Canadian home sales down again in June, but declines are getting smaller
Ottawa, ON, July 15, 2022 – Statistics released today by the Canadian Real Estate Association (CREA) show national home sales were down in June 2022.
National home sales fell by 5.6% on a month-over-month basis in June.
Actual (not seasonally adjusted) monthly activity came in 23.9% below the June record set in 2021.
The number of newly listed properties was up 4.1% month-over-month.
The MLS® Home Price Index (HPI) edged down 1.9% month-over-month but was still up 14.9% year-over-year. The actual (not seasonally adjusted) national average sale price posted a 1.8% year-over-year decline in June.
Home sales recorded over Canadian MLS® Systems fell by 5.6% between May and June 2022. Although
larger declines were recorded in April and May, monthly activity has dropped to slightly below average levels for the month of June. (Chart A)
Sales were down in three-quarters of all local markets, led by Canada’s biggest cities – the Greater Toronto Area (GTA), Greater Vancouver, Calgary, Edmonton, Ottawa and HamiltonBurlington to name a few.
The actual (not seasonally adjusted) number of transactions in June 2022 came in 23.9% below the record for that month set last year.
“Sales activity continues to slow in the face of rising interest rates and uncertainty,” said Jill Oudil, Chair of CREA. “The cost of borrowing has overtaken supply as the dominant factor affecting housing markets at the moment, but the supply issue has not gone away. While some people may choose to wait on the sidelines as the dust settles in the wake of recent rate hikes, others will still engage in the market in these challenging times. Markets adjust to change and the guidance of your local REALTOR® is paramount. If you’re looking to buy or sell in 2022, contact your local REALTOR® about how to navigate the current environment,” continued Oudil.

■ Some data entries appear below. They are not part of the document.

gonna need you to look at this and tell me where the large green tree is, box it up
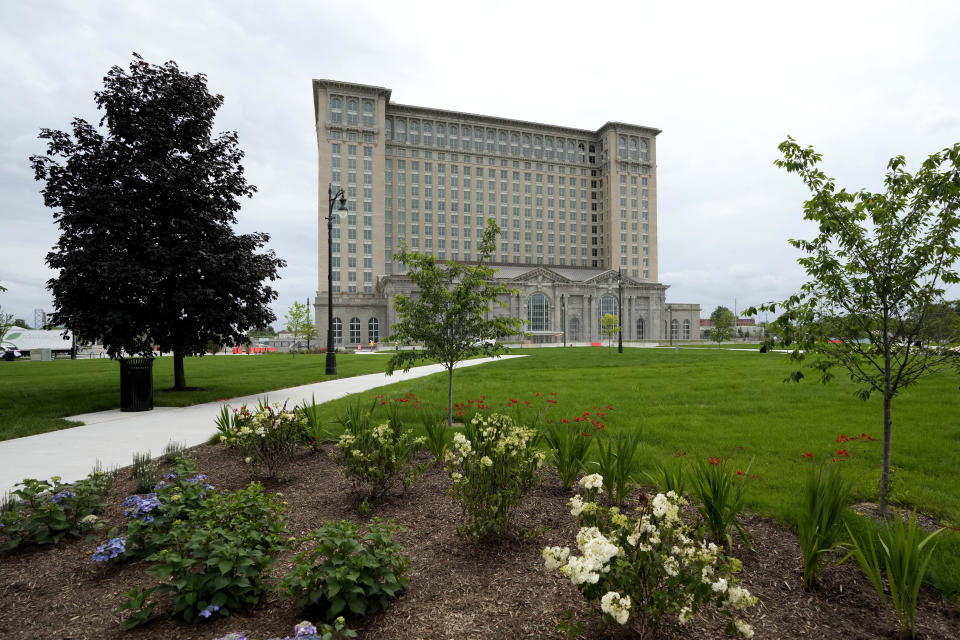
[753,137,960,514]
[710,305,735,348]
[30,54,285,389]
[386,220,525,425]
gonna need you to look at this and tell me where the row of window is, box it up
[330,317,379,345]
[329,96,375,127]
[383,118,596,163]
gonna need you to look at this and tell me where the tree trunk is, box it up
[447,364,454,427]
[878,391,893,516]
[173,350,187,390]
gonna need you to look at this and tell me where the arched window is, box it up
[486,129,495,152]
[474,127,483,152]
[533,135,542,158]
[395,119,405,142]
[629,137,638,160]
[545,137,553,159]
[384,118,392,140]
[527,293,550,331]
[449,125,458,148]
[598,294,619,328]
[636,317,645,340]
[569,317,581,342]
[618,135,627,158]
[522,133,531,157]
[362,101,374,126]
[330,97,342,123]
[670,318,679,341]
[683,319,691,340]
[332,317,343,344]
[556,139,564,157]
[498,131,507,154]
[409,120,420,144]
[510,132,519,155]
[346,99,358,125]
[436,123,445,146]
[423,122,433,145]
[461,126,472,150]
[640,138,650,162]
[368,317,379,343]
[349,317,361,344]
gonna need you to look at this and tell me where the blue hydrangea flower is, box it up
[199,603,220,618]
[293,621,318,637]
[163,472,177,480]
[122,493,162,522]
[50,489,76,503]
[92,536,126,562]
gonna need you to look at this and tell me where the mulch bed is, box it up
[2,443,958,640]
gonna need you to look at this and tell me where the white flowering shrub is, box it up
[445,412,545,539]
[333,421,428,501]
[543,475,757,637]
[217,401,307,478]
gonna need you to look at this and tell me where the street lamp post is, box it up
[561,294,566,347]
[326,185,348,375]
[617,268,623,354]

“One important feature of the market right now that isn’t getting enough attention is the difference in mortgage qualification criteria between fixed and variable, because while variable rates adjust in real time, fixed rates have already priced in most of what the Bank of Canada is expected to do over the balance of 2022,” said Shaun Cathcart, CREA’s Senior Economist. “As such, it’s no surprise to see people piling into variable rate mortgages at record levels, but probably not for the reasons they may have chosen them in the past. It’s because the 200 basis points plus the contract rate element of the stress test has, just since April, become much more difficult to pass if you want a fixed-rate mortgage. A strict stress test made sense when rates were at a record-low, but policymakers may want to assess if it continues to meet its policy objectives now that fixed mortgage rates are back at more normal levels.”

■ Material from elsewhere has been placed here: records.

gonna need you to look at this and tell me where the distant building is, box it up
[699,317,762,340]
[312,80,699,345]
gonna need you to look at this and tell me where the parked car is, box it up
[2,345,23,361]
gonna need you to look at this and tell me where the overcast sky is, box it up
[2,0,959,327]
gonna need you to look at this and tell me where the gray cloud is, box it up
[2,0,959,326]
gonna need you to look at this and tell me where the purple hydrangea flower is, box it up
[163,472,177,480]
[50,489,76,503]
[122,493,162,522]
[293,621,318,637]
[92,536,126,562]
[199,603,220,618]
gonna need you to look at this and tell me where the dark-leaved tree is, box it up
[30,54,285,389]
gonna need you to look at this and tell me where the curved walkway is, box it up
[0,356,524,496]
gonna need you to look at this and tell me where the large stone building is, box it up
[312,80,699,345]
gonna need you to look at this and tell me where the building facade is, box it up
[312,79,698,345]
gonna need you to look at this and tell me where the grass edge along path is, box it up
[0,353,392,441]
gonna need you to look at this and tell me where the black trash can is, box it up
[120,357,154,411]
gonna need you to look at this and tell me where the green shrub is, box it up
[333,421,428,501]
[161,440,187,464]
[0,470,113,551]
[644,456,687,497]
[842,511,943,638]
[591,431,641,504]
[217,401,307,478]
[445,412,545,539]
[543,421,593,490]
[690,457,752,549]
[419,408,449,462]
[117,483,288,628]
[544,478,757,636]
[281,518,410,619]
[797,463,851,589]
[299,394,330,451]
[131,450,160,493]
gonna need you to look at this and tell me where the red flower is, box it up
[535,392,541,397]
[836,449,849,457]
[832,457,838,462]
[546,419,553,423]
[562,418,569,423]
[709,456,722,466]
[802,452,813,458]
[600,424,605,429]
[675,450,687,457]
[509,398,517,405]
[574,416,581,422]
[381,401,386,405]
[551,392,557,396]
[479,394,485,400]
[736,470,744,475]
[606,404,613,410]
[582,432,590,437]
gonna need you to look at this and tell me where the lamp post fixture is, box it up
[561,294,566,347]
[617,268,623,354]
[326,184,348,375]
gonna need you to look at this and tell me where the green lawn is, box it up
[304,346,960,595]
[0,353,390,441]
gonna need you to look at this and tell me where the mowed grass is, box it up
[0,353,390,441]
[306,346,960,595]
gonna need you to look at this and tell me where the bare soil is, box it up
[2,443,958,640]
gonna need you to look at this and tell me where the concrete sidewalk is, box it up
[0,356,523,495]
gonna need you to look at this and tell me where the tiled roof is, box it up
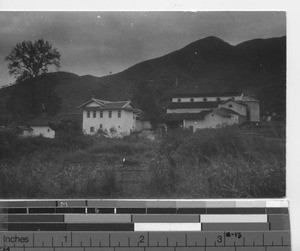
[220,99,247,106]
[172,91,243,98]
[16,125,33,131]
[165,108,240,122]
[77,99,139,111]
[242,95,259,102]
[165,111,210,121]
[76,98,107,109]
[167,101,219,109]
[102,101,129,109]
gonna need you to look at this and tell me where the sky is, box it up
[0,11,286,86]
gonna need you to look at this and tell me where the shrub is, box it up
[0,129,18,159]
[148,126,286,198]
[55,130,95,150]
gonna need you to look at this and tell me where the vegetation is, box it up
[0,36,286,125]
[4,39,62,118]
[5,39,60,82]
[0,122,285,198]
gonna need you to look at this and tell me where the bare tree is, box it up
[5,39,61,82]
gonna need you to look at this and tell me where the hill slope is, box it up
[0,36,286,121]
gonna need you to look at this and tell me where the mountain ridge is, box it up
[0,35,286,123]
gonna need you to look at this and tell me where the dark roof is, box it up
[212,108,234,118]
[16,125,33,131]
[165,108,241,122]
[172,91,243,98]
[76,99,141,112]
[242,95,259,102]
[167,101,219,109]
[220,99,247,107]
[165,110,211,121]
[102,101,130,109]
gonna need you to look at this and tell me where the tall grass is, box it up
[0,125,285,198]
[148,126,285,198]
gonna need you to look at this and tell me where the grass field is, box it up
[0,121,285,198]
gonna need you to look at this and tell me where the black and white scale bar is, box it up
[0,207,289,215]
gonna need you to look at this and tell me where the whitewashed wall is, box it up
[184,113,239,132]
[82,109,137,136]
[30,126,55,138]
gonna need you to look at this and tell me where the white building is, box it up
[17,123,55,138]
[165,91,259,132]
[77,98,149,137]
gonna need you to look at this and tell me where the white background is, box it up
[0,0,299,249]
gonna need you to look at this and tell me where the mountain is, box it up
[0,36,286,123]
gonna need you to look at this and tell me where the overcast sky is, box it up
[0,11,286,86]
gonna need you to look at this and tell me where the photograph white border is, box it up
[0,0,298,249]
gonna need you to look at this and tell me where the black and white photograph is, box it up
[0,11,286,199]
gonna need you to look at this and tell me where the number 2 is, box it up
[139,235,145,243]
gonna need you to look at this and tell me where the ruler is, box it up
[0,199,291,251]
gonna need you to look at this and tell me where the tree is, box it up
[5,39,60,82]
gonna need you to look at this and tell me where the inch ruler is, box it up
[0,199,291,251]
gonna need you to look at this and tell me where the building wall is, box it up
[172,94,243,103]
[218,101,247,116]
[82,109,136,136]
[21,130,33,137]
[244,102,260,122]
[136,120,152,131]
[120,110,136,135]
[167,108,211,114]
[30,126,55,138]
[184,113,239,132]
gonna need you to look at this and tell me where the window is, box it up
[100,110,103,118]
[87,111,90,118]
[47,128,50,132]
[217,97,221,101]
[109,111,112,118]
[100,124,102,129]
[90,127,94,132]
[178,98,181,102]
[93,111,96,118]
[229,104,233,108]
[190,98,194,102]
[203,98,207,102]
[118,110,121,118]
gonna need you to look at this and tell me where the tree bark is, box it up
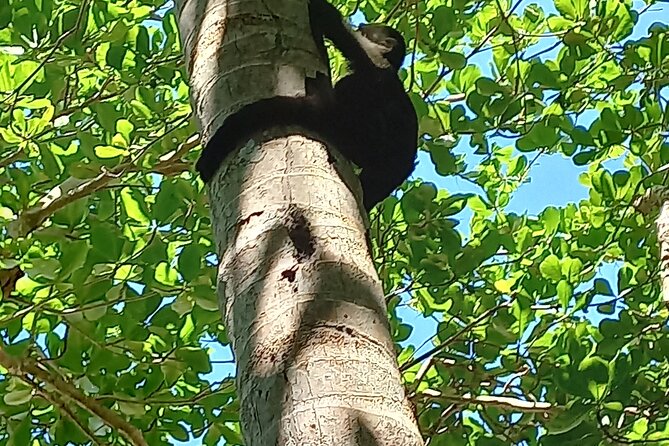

The number of newly listed homes climbed 4.1% on a month-over-month basis in June. The monthly increase was most influenced by a jump in new supply in Montreal, while new listings in the GTA and Greater Vancouver posted small declines.
With sales down and new listings up in June, the sales-to-new listings ratio eased back to 51.7% – its lowest level since January 2015. It was also below the long-term average for the national sales-to-new listings ratio of 55.1%. Almost three-quarters of local markets were balanced markets based on the sales-to-new listings ratio being between one standard deviation above or below the long-term average in June 2022.
There were 3.1 months of inventory on a national basis at the end of June 2022, still historically low but slowly increasing from the tightest conditions ever recorded just six months ago. The long-term average for this measure is more than five months.
The Aggregate Composite MLS® Home Price Index (HPI) edged down 1.9% on a month-over-month basis in June 2022.
Regionally, most of the monthly declines were seen in markets in Ontario. Home prices have also eased in parts of British Columbia, although the B.C. provincial totals have been propped up by mostly static prices in Greater Vancouver.
Prices continue to be more or less flat across the Prairies while only just now showing small signs of declines in Quebec.
On the East Coast, prices are mostly continuing to rise but appear to have stalled in Halifax-Dartmouth.
The non-seasonally adjusted Aggregate Composite MLS® HPI was still up by 14.9% on a year-over-year basis in June, although this was just half the near 30% record year-overyear increases logged in January and February. (Chart B)
The actual (not seasonally adjusted) national average home price was $665,850 in June 2022, down 1.8% from the same month last year. The national average price is heavily influenced by sales in Greater Vancouver and the GTA, two of Canada’s most active and expensive housing markets. Excluding these two markets from the calculation in June 2022 cuts almost $114,500 from the national average price.